Professor Élika Ortega from the Department of Cultures Societies and Global Studies at Northeastern University will be giving a talk on Friday, March 9, 2018, in the Electronic Literature Lab (VMMC 211A) Washington State University, Vancouver, 1-2 p.m. The title of her talk is “Binding Media: Print-Digital Literatures from Latin America.”
Here is the abstract of her talk:
“There is no shortage of ways in which the print and the digital intersect within the literary realm. Though still a recurrent trope, the print and digital binary has proven as unproductive as that of “the old” and “the new” when discussing contemporary literature and media. Indeed, the instances in which print and digital move around each other at all stages in the lifespan of a literary work, from its writing to its reviewing, are so intricately woven together that attempting to talk about print without the digital seems nearly impossible. More than providing confirmation of the “death of the book” or the decline of literary reading, the present moment offers a wealth of evidence that reveals an unstable landscape where extremely creative endeavors have been flourishing around the world. In this presentation, I will discuss a handful of Latin American works that “bind” print and digital media and exploit creatively the tensions and harmonies, the rhetorics and expressiveness, and the aesthetic effects emerging at their intersection.”

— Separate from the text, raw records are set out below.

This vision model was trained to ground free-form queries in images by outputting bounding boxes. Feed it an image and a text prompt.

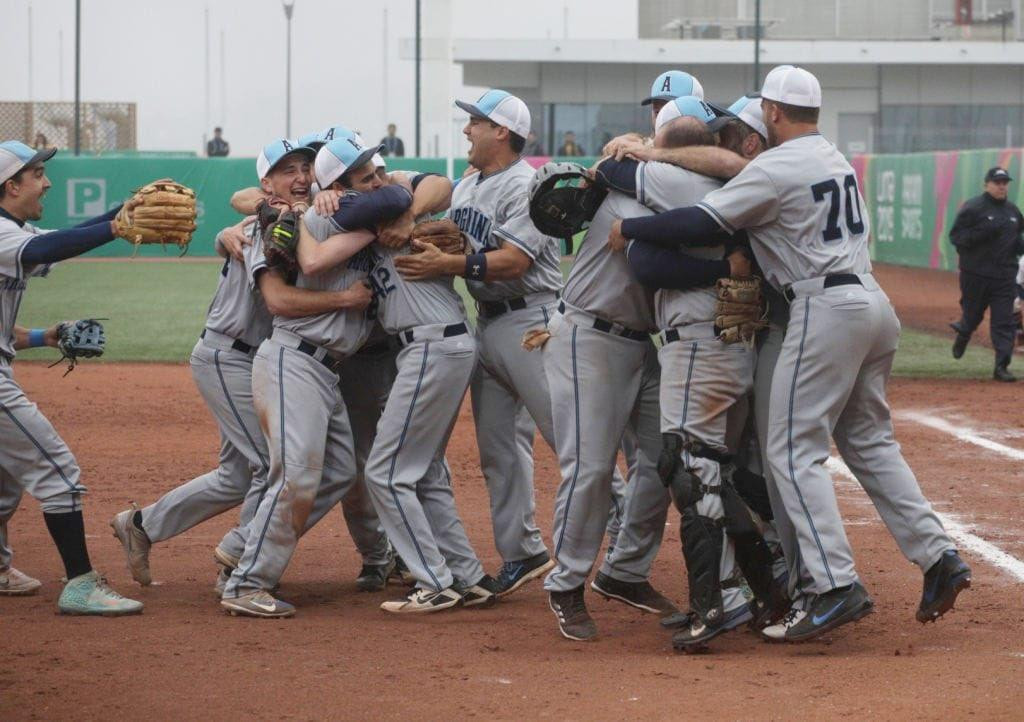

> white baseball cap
[256,138,316,180]
[640,71,703,105]
[0,140,57,183]
[729,93,768,140]
[761,66,821,108]
[313,135,384,188]
[654,95,732,133]
[455,88,530,138]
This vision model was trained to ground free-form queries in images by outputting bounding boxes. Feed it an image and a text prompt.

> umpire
[949,167,1024,381]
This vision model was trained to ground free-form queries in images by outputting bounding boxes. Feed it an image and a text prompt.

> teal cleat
[57,570,142,617]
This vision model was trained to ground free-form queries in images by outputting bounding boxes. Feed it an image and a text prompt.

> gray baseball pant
[767,273,953,594]
[366,325,483,591]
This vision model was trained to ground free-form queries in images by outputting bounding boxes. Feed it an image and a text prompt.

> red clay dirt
[0,271,1024,720]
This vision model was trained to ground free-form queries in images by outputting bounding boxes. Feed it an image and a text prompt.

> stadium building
[452,0,1024,155]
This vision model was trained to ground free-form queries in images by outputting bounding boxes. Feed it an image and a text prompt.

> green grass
[12,259,992,379]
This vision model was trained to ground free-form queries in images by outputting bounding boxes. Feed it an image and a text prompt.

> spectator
[555,130,587,156]
[949,167,1024,381]
[206,127,231,158]
[522,130,544,156]
[381,123,406,158]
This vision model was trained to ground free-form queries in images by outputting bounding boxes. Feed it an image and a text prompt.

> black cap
[985,166,1013,183]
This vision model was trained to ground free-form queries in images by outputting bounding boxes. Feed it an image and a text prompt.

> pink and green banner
[852,148,1024,269]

Professor Ortega will be working in the lab from March 7-16, researching the manuals that accompany works of early electronic literature.
Bio (from Northeastern U’s website)
“Élika Ortega is a literary and media scholar and a digital humanist. Her work focuses on the intersection of literature, print-digital culture, and global exchanges in the 21st Century. She writes about digital literature, media, materiality, reading practices, global networks, digital humanities, and multilingualism.

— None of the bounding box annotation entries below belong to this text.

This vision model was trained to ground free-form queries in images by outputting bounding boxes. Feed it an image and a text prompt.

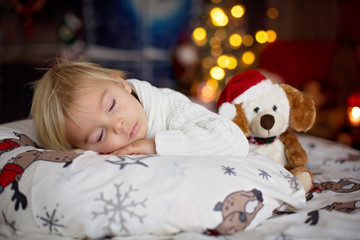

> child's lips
[130,122,139,138]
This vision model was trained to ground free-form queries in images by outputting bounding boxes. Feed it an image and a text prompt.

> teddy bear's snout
[260,114,275,130]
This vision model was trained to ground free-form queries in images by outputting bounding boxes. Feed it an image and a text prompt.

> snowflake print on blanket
[280,171,299,190]
[92,182,147,233]
[258,169,271,180]
[36,204,65,233]
[221,166,237,176]
[106,155,153,170]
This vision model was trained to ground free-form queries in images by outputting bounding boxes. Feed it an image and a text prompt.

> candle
[348,93,360,127]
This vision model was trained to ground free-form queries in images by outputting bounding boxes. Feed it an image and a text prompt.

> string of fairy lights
[192,0,279,102]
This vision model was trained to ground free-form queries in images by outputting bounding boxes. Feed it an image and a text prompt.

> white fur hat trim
[219,102,236,120]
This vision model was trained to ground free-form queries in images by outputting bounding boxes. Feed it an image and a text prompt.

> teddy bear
[217,70,316,193]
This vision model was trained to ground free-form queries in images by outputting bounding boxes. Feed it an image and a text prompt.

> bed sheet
[0,123,360,240]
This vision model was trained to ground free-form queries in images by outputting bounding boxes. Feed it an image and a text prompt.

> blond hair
[31,62,125,151]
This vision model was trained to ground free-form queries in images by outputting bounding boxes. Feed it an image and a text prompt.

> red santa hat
[217,70,270,119]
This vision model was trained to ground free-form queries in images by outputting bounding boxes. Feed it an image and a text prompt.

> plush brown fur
[280,83,316,132]
[233,84,316,191]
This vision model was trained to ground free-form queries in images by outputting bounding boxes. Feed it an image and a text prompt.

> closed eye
[109,99,116,112]
[96,129,105,142]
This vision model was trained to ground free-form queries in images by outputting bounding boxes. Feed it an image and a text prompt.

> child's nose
[114,118,125,134]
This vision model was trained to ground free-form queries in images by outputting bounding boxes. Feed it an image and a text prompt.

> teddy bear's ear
[280,83,316,132]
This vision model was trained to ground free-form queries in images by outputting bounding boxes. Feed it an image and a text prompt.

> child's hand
[110,138,156,156]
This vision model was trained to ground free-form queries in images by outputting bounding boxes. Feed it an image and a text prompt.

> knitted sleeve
[155,96,249,156]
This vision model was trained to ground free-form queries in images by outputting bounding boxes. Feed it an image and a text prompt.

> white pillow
[0,120,305,238]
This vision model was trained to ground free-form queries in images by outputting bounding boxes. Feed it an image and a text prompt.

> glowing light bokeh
[210,7,229,27]
[229,33,242,48]
[241,51,255,65]
[243,34,254,47]
[193,27,206,41]
[231,4,245,18]
[266,29,277,42]
[255,30,268,43]
[210,66,225,80]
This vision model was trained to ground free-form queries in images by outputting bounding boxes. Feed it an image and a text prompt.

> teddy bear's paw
[296,172,312,193]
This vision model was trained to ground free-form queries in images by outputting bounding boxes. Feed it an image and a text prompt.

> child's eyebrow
[84,89,109,144]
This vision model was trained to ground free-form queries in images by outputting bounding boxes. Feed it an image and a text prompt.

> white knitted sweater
[127,79,249,156]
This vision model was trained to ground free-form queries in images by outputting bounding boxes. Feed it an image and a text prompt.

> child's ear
[110,73,132,93]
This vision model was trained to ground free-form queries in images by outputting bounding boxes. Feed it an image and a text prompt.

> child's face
[65,79,148,153]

Her projects include “A Handbook of E-Lit Reading”, an archive of instructions to read electronic literature works; “No Legacy || Literatura electrónica” (2016) an exhibition of electronic and print literature in Spanish, Portuguese, and English; and Textual Environments, her monograph investigating print-digital works of literature.
Élika serves on several professional organizations. She is chair of Global Outlook::Digital Humanities, executive council officer of the Association for Computers and the Humanities, and part of the communications team of the Electronic Literature Organization.
Élika keeps close ties with scholars all over the world and often writes for Red de Humanidades Digitales and _laboratorio de literaturas extendidas y otras materialidades_.”
Selected Publications
- “Not a Case of Words: Textual Environments and Multimateriality in Between Page and Screen.” Electronic Book Review. 2017.
- “Project Statement: GO::DH Translation Toolkit” DHCommons. October 2016.
- “Interhistorias. Narrativa intermedial y metaficcionalidad en la nueva ecología de medios.” Garone, M., Galina, I. y Godinas, L. (eds). “De la piedra al pixel- Reflexiones en torno a las edades del libro.” Ciudad de México: UNAM, 2016.
- “Global Outlooks in Digital Humanities: Multilingual Practices and Minimal Computing.” Doing Digital Humanities. (eds) Richard Lane, Raymond Siemens, and Constance Crompton. London and New York: Routledge, 2016.
- “Redes textuales: Diseño y análisis de bases de datos en grafo para estudios literarios.” Ínsula 882. 2015.
- “MapaHD. Una exploración de las Humanidades Digitales en español y portugués.” Romero Frías, Esteban and María Sánchez. Ciencias Sociales y Humanidades Digitales. CAC, Cuadernos Artesanos de Comunicación, 61. 2014.
- “Readers Read, Readers Write: A Methodology for The Study of Reading Practices in Media Convergence.” Journal Scholarly Research and Communication. 5:2. 2014.
- “Textos intermediales, textos metaficcionales: autoficción, lectores y nuevos medios en Orsai de Hernán Casciari.” Gil González, Antonio J. (ed). Las sombras del novelista. AutoRepresentacioneS #3. Binges: Editions Orbis Tertius, 2014. 241-255.